The Notebook: A History of Thinking on Paper by Roland Allen
I have eight journals and planners I use regularly. Nine if you count my commonplace book of notecards. (My wife, Courtney, likes to joke that I have to write reminders to remember to breathe.) I keep a weekly planner and notebook for work, and a personal weekly planner with a habit tracker for everything else. I keep a notebook on my writing desk and one on my nightstand. I keep a collage/travel journal and a one-line-per-day journal. And then there’s my most important journal: my morning pages journal.

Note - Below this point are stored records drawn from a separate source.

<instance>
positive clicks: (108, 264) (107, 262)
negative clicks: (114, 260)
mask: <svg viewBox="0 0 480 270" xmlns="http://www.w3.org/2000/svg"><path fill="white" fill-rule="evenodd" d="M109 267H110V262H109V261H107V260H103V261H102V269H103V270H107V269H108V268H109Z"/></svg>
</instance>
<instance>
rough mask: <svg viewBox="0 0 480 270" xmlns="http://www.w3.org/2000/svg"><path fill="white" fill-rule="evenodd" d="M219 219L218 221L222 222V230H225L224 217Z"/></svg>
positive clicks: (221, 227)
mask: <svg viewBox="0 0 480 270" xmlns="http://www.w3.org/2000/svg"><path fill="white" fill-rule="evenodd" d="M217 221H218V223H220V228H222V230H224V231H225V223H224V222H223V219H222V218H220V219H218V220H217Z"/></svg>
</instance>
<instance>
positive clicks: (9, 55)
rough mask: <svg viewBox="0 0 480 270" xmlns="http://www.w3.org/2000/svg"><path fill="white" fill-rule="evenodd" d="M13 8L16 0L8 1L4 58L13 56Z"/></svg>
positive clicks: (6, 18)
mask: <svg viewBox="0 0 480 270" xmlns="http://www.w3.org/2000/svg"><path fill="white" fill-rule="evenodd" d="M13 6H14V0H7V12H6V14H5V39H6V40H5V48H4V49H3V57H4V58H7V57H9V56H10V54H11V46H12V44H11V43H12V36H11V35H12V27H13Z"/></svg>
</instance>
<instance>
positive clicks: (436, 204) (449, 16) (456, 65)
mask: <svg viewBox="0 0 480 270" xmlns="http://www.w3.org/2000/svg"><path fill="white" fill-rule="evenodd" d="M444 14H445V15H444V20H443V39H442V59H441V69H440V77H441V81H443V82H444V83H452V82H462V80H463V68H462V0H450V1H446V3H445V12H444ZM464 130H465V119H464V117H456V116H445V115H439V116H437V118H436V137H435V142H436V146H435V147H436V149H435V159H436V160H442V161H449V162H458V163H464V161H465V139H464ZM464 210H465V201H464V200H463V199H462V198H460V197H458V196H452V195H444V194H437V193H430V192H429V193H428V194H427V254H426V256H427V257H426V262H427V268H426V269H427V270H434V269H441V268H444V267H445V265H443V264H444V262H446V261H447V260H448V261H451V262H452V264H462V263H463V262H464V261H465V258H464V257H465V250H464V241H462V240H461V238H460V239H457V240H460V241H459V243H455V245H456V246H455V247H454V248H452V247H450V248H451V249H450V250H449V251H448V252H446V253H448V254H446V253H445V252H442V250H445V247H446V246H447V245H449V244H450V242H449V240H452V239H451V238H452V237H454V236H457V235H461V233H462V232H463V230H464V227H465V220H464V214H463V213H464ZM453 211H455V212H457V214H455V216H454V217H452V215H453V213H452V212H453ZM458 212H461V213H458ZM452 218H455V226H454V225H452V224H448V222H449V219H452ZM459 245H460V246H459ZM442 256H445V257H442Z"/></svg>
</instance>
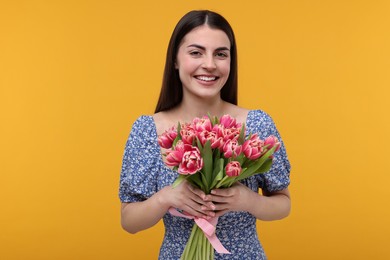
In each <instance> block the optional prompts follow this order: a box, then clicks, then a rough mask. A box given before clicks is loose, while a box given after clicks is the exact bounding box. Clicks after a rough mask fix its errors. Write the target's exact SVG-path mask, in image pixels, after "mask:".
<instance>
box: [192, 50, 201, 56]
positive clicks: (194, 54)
mask: <svg viewBox="0 0 390 260" xmlns="http://www.w3.org/2000/svg"><path fill="white" fill-rule="evenodd" d="M200 54H201V53H200V52H199V51H191V52H190V55H191V56H199V55H200Z"/></svg>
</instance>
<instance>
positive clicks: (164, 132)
mask: <svg viewBox="0 0 390 260" xmlns="http://www.w3.org/2000/svg"><path fill="white" fill-rule="evenodd" d="M176 137H177V130H176V129H175V128H174V127H172V128H170V129H168V130H167V131H165V132H164V133H163V134H161V135H160V136H159V137H158V144H159V145H160V146H161V147H162V148H165V149H169V148H171V147H172V143H173V141H174V140H175V138H176Z"/></svg>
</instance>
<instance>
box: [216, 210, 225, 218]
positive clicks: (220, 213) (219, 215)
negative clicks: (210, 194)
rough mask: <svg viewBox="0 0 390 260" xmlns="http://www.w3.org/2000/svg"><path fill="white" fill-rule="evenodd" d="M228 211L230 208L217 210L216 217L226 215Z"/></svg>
mask: <svg viewBox="0 0 390 260" xmlns="http://www.w3.org/2000/svg"><path fill="white" fill-rule="evenodd" d="M227 212H228V210H219V211H216V212H215V217H221V216H223V215H225V214H226V213H227Z"/></svg>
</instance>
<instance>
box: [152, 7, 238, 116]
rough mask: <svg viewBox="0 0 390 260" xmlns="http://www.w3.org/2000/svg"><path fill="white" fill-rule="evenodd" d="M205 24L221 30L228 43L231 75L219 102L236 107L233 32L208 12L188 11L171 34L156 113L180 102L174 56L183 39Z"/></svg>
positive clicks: (236, 91) (230, 74)
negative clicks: (185, 35) (228, 45)
mask: <svg viewBox="0 0 390 260" xmlns="http://www.w3.org/2000/svg"><path fill="white" fill-rule="evenodd" d="M204 24H206V25H208V26H209V27H210V28H213V29H219V30H222V31H223V32H225V33H226V35H227V36H228V38H229V40H230V45H231V46H230V74H229V78H228V79H227V81H226V83H225V85H224V86H223V88H222V89H221V98H222V99H223V100H225V101H227V102H229V103H232V104H235V105H237V85H238V83H237V82H238V80H237V48H236V40H235V37H234V32H233V29H232V27H231V26H230V24H229V23H228V21H227V20H226V19H225V18H224V17H222V16H221V15H220V14H218V13H215V12H212V11H209V10H200V11H191V12H189V13H187V14H186V15H184V16H183V17H182V18H181V19H180V21H179V22H178V23H177V25H176V27H175V29H174V31H173V33H172V36H171V39H170V41H169V45H168V50H167V57H166V61H165V69H164V76H163V81H162V87H161V91H160V97H159V99H158V102H157V106H156V109H155V113H157V112H160V111H166V110H169V109H171V108H173V107H175V106H177V105H178V104H179V103H180V102H181V100H182V98H183V88H182V83H181V81H180V78H179V72H178V70H177V69H176V68H175V62H176V56H177V52H178V49H179V46H180V43H181V41H182V39H183V38H184V36H185V35H186V34H187V33H189V32H190V31H191V30H193V29H194V28H196V27H198V26H201V25H204Z"/></svg>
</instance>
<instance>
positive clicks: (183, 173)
mask: <svg viewBox="0 0 390 260" xmlns="http://www.w3.org/2000/svg"><path fill="white" fill-rule="evenodd" d="M202 167H203V158H202V156H200V151H199V149H198V148H197V147H194V146H191V148H188V149H187V148H186V151H185V152H184V154H183V158H182V161H181V163H180V165H179V169H178V172H179V173H180V174H183V175H188V174H194V173H196V172H197V171H199V170H201V169H202Z"/></svg>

So it’s no wonder a book with notebook and paper in the title grabbed my attention. What’s funny is that, according to my notes, I first started reading this book in September—of last year. I’m not sure why I stopped, but I picked it back up again this October. This book is thorough. If you want to understand where notebooks originated and how they’ve morphed into one of the best pieces of technology the world has ever known, this is the book you want to read. “Use it enough,” Allen writes, “and a notebook will change your brain.”
How To Be Caring by Shantideva
I picked this up this month at Changing Hands bookstore as part of the Ancient Wisdom for Modern Readers series, and loved it. I also bought and read How to Have Willpower. Some of my favorites from this series are: How to Have a Life: An Ancient Guide to Using Our Time Wisely, How to Do the Right Thing, How to be Content, How to Give, and How to Be Free.

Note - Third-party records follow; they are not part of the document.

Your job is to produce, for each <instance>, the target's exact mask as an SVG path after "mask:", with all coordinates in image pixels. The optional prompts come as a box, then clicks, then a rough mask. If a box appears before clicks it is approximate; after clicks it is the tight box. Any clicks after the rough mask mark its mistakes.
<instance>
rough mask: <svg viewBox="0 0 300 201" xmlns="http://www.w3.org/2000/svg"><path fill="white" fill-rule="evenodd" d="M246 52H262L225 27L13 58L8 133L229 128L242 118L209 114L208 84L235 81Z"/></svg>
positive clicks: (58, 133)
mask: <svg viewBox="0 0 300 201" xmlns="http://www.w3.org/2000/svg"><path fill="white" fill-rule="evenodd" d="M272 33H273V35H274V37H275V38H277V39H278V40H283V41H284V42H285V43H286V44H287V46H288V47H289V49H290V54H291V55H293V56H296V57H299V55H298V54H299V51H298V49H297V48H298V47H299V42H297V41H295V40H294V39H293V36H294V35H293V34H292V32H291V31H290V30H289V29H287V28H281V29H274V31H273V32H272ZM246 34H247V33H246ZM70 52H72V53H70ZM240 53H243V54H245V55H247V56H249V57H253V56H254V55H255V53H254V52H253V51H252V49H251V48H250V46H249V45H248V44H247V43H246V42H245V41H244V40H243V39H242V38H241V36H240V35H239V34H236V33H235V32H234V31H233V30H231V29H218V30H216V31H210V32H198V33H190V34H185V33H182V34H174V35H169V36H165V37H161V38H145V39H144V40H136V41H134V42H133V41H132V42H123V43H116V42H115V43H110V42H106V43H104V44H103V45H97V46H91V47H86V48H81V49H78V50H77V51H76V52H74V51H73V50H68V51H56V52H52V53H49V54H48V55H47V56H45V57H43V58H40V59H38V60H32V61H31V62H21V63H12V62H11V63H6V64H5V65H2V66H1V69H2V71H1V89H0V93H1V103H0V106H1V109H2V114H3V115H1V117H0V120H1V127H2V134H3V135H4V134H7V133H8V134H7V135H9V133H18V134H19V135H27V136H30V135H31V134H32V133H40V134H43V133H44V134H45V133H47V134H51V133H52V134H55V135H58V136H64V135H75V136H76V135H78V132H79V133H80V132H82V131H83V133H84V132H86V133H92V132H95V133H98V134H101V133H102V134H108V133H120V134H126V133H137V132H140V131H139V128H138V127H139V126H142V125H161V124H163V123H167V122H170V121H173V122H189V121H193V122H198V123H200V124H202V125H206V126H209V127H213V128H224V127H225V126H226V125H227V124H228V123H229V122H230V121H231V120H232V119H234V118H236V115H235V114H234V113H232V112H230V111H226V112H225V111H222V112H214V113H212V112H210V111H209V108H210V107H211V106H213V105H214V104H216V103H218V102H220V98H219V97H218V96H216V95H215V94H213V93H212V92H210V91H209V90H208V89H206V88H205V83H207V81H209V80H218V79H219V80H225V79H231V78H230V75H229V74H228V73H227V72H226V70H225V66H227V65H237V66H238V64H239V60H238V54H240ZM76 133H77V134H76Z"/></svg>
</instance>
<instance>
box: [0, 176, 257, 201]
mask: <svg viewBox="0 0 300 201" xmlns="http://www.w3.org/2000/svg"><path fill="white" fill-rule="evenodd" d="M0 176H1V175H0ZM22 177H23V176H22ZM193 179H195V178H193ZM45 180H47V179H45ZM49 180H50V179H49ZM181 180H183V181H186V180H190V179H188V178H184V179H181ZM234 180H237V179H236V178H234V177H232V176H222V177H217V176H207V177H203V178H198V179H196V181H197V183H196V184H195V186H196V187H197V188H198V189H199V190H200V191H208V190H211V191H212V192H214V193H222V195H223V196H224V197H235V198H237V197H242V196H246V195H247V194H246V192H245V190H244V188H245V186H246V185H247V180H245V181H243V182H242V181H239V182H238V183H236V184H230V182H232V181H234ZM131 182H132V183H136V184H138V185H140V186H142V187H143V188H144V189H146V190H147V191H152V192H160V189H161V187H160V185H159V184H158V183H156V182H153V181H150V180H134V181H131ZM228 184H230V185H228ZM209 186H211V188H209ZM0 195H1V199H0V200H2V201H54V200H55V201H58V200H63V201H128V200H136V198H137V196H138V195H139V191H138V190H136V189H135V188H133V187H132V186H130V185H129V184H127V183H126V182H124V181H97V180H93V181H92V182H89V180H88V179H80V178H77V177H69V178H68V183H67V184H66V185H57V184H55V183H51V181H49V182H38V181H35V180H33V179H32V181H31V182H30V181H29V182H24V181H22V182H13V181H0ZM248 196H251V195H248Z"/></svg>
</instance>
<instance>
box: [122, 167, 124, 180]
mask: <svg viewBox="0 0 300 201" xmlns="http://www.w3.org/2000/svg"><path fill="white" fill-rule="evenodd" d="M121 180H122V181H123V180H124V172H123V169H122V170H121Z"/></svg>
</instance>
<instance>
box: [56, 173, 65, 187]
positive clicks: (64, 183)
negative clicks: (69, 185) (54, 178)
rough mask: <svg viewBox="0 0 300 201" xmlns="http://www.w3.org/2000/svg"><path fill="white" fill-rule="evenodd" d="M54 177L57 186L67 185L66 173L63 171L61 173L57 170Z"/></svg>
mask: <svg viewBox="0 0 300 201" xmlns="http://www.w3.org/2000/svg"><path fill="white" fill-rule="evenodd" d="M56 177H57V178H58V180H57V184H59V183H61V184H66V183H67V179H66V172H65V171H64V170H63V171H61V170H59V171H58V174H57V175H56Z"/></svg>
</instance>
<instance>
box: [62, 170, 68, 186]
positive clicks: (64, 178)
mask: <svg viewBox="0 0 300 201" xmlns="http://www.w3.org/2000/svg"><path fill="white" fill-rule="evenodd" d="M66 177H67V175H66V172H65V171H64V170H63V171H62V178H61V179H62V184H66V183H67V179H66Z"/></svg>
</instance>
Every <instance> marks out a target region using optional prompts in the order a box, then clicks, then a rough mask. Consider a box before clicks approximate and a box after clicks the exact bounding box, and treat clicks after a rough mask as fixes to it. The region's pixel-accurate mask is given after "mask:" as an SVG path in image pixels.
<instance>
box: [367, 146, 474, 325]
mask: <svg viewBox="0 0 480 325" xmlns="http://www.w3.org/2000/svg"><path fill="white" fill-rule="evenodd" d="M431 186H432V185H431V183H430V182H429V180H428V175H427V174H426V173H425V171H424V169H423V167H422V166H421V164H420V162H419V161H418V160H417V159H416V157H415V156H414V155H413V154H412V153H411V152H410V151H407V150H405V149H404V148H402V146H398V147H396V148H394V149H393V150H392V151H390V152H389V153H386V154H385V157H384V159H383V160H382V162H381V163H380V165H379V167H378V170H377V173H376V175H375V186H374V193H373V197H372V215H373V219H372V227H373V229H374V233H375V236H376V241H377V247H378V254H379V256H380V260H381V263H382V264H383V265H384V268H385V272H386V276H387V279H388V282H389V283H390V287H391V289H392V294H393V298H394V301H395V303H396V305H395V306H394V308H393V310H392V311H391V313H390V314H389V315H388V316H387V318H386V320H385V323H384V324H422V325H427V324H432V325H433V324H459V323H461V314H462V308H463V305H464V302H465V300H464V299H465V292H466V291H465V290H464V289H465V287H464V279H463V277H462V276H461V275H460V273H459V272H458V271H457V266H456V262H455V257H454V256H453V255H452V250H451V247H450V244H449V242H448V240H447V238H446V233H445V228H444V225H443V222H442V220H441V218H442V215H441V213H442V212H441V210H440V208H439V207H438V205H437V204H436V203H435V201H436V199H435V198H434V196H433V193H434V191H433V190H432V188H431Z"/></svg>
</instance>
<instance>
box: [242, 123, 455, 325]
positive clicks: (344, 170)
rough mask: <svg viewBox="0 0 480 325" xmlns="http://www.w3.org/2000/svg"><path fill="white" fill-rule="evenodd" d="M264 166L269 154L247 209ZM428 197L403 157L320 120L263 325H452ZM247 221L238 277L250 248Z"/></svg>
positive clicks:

Lincoln on Leadership by Donald T. Phillips
I came across this while browsing the shelves at Goodwill and decided to give it a shot. Wow, this book is good. It’s fairly short, but it manages to touch on some of the most important qualities that made Lincoln such a force: his relentless self-education, his strong sense of right and wrong, his ability to put the right people in the right positions, his gift of finding common ground with just about everyone, his otherworldly humility, and his sense of humor even in the most dire situations. There’s a reason he’s regarded not only as the best president we’ve had, but as one of the best men to have ever lived, period.
The Inner Game of Tennis by W. Timothy Gallwey
A good friend of mine recommended this, and one of my biggest takeaways—and this is something I’ve been thinking about—is the idea that we have two selves within us. One is anxious and controlling and judgmental, and the other is intuitive and natural and creates without fear. We have to let the second self take over, quieting the mind so we can perform at our best. Relaxed concentration—that’s the key. Not trying so hard. As Ray Bradbury warns in Zen in the Art of Writing (a classic), “Those who try hardest scare it [the Muse] off into the woods. Those who turn their backs and saunter along, whistling softly between their teeth, hear it treading quietly behind them, lured by a carefully acquired disdain.”
History Matters by David McCullough
Wow, what a gem! I bought this book because I love McCullough’s writing and was pleasantly surprised to find that much of it is about his writing. After his passing in 2022, his daughter and research assistant found and organized some of his best essays and speeches, including some that had never been published. It’s a beautiful book; the inside covers feature paintings McCullough himself created. I got something from almost every page.